Thelma et Louise est évidemment LE grand film féministe par excellence. Alors oui, le film traite de façon admirable énormément de sujets propres à cette lutte : la domination masculine, le consentement, la sororité (plus que l'amitié féminine), la police, j'en passe et des meilleures.

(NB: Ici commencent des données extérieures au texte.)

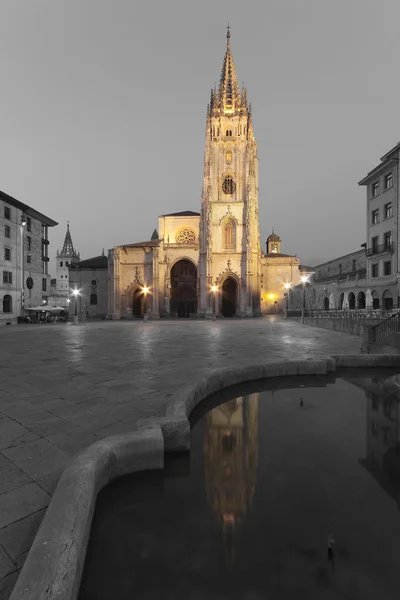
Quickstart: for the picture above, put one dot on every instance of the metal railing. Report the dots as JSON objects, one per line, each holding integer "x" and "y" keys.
{"x": 381, "y": 249}
{"x": 385, "y": 328}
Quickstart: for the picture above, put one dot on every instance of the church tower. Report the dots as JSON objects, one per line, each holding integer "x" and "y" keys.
{"x": 229, "y": 244}
{"x": 67, "y": 256}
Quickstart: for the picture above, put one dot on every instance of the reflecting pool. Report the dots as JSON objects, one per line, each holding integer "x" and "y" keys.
{"x": 275, "y": 468}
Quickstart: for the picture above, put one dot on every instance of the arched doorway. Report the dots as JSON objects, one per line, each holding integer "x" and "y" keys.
{"x": 229, "y": 295}
{"x": 137, "y": 303}
{"x": 183, "y": 289}
{"x": 375, "y": 299}
{"x": 361, "y": 300}
{"x": 387, "y": 300}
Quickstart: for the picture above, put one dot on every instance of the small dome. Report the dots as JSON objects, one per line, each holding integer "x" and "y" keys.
{"x": 273, "y": 237}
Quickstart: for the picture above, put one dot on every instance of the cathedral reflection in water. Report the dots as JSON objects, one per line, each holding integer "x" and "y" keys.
{"x": 230, "y": 458}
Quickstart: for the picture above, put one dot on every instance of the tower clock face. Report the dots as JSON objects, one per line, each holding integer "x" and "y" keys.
{"x": 228, "y": 186}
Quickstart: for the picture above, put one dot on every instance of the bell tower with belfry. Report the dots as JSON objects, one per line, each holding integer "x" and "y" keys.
{"x": 229, "y": 236}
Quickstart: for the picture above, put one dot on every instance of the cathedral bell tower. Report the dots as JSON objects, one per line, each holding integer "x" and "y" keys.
{"x": 230, "y": 249}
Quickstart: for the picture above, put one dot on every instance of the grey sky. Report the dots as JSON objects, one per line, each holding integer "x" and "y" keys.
{"x": 103, "y": 106}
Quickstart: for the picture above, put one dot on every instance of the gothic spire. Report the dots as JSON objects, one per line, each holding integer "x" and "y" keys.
{"x": 229, "y": 95}
{"x": 68, "y": 247}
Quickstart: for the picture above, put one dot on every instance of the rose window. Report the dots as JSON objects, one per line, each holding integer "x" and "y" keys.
{"x": 186, "y": 236}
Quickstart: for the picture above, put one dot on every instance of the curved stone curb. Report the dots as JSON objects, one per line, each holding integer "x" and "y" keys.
{"x": 54, "y": 565}
{"x": 53, "y": 568}
{"x": 367, "y": 360}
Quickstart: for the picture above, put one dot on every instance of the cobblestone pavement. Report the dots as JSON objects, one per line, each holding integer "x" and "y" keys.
{"x": 63, "y": 387}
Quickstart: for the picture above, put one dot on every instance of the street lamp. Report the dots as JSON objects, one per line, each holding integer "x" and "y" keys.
{"x": 75, "y": 293}
{"x": 23, "y": 224}
{"x": 304, "y": 279}
{"x": 287, "y": 288}
{"x": 145, "y": 291}
{"x": 214, "y": 289}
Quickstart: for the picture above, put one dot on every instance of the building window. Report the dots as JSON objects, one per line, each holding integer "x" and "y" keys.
{"x": 375, "y": 189}
{"x": 7, "y": 303}
{"x": 228, "y": 186}
{"x": 388, "y": 210}
{"x": 388, "y": 181}
{"x": 387, "y": 267}
{"x": 229, "y": 234}
{"x": 387, "y": 240}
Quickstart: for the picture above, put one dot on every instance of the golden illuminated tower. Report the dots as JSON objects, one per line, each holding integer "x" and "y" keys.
{"x": 230, "y": 461}
{"x": 229, "y": 234}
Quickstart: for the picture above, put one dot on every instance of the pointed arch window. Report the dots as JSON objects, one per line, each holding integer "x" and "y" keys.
{"x": 229, "y": 235}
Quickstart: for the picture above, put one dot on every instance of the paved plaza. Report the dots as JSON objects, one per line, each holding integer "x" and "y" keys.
{"x": 63, "y": 387}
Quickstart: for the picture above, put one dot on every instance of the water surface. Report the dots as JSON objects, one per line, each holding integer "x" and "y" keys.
{"x": 247, "y": 514}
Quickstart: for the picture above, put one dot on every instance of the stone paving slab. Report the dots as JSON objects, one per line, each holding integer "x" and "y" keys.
{"x": 64, "y": 387}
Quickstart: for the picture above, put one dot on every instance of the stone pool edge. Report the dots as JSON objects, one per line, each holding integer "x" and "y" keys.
{"x": 54, "y": 565}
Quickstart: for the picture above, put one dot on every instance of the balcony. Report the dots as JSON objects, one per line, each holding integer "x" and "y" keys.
{"x": 381, "y": 249}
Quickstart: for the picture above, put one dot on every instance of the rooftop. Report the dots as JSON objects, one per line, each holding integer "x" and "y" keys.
{"x": 28, "y": 210}
{"x": 183, "y": 213}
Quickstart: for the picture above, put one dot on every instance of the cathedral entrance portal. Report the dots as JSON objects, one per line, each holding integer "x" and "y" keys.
{"x": 183, "y": 289}
{"x": 137, "y": 304}
{"x": 229, "y": 295}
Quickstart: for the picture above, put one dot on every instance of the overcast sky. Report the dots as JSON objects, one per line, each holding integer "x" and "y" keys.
{"x": 103, "y": 107}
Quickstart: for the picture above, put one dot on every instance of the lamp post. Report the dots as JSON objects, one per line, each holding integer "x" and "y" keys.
{"x": 214, "y": 289}
{"x": 304, "y": 280}
{"x": 145, "y": 290}
{"x": 287, "y": 288}
{"x": 75, "y": 293}
{"x": 23, "y": 223}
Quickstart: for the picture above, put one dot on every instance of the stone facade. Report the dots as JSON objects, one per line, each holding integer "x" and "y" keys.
{"x": 331, "y": 282}
{"x": 90, "y": 278}
{"x": 382, "y": 229}
{"x": 24, "y": 278}
{"x": 212, "y": 261}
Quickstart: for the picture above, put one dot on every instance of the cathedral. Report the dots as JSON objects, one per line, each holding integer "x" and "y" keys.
{"x": 211, "y": 262}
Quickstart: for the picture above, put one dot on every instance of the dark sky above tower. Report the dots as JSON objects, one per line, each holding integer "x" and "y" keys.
{"x": 103, "y": 108}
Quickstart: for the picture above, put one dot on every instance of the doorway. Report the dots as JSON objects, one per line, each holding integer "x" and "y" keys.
{"x": 183, "y": 289}
{"x": 137, "y": 304}
{"x": 229, "y": 295}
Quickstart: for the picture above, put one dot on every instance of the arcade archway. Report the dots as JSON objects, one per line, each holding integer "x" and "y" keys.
{"x": 183, "y": 289}
{"x": 138, "y": 303}
{"x": 229, "y": 297}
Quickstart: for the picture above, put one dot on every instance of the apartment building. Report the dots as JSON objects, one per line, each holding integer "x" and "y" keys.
{"x": 382, "y": 191}
{"x": 24, "y": 257}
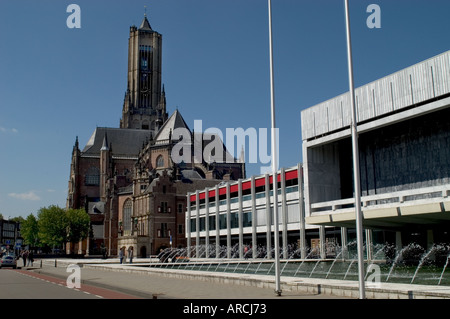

Mais commençons quand même par ce qui fait un grand film. Les actrices déjà, Susan Sarandon (Louise) comme à son habitude et Geena Davis (Thelma) qui éclot véritablement dans la dernière partie du film, sont parfaites et se complètent bien : grossièrement, Louise la rationnelle et control freak et Thelma l'impulsive bordélique, différence que l'on voit dès leur scène de préparation au voyage. De solides acteurs pour les seconds rôles aussi (Harvey Keitel, Michael Madsen et un tout jeune Brad Pitt). Une mise en scène flamboyante, tant dans les plans de cette Ford décapotable traversant les vastes plaines désertiques que les quelques scènes d'explosion et d'accidents. Une esthétique impeccable, tous les attendus des années 1980 y passent, entre voitures, coiffures, habits farfelus et motels plus ou moins miteux. Mais ça, on pouvait le deviner dès la scène d'introduction, avec ce sublime plan de paysage américain que l'on retrouvera à la fin, sur une mélodie des années 1980 crépusculaire d'Hans Zimmer. Enfin, ce n'est pas qu'un film sur le féminisme, et heureusement, l'histoire brassant d'innombrables thèmes et genres : road movie, western, film d'amitié, film policier, film d'action et d'aventure, ressorts comiques (claquez le mari de Thelma svp), drame social, scènes contemplatives… C'est un film véritablement dense, et intelligent.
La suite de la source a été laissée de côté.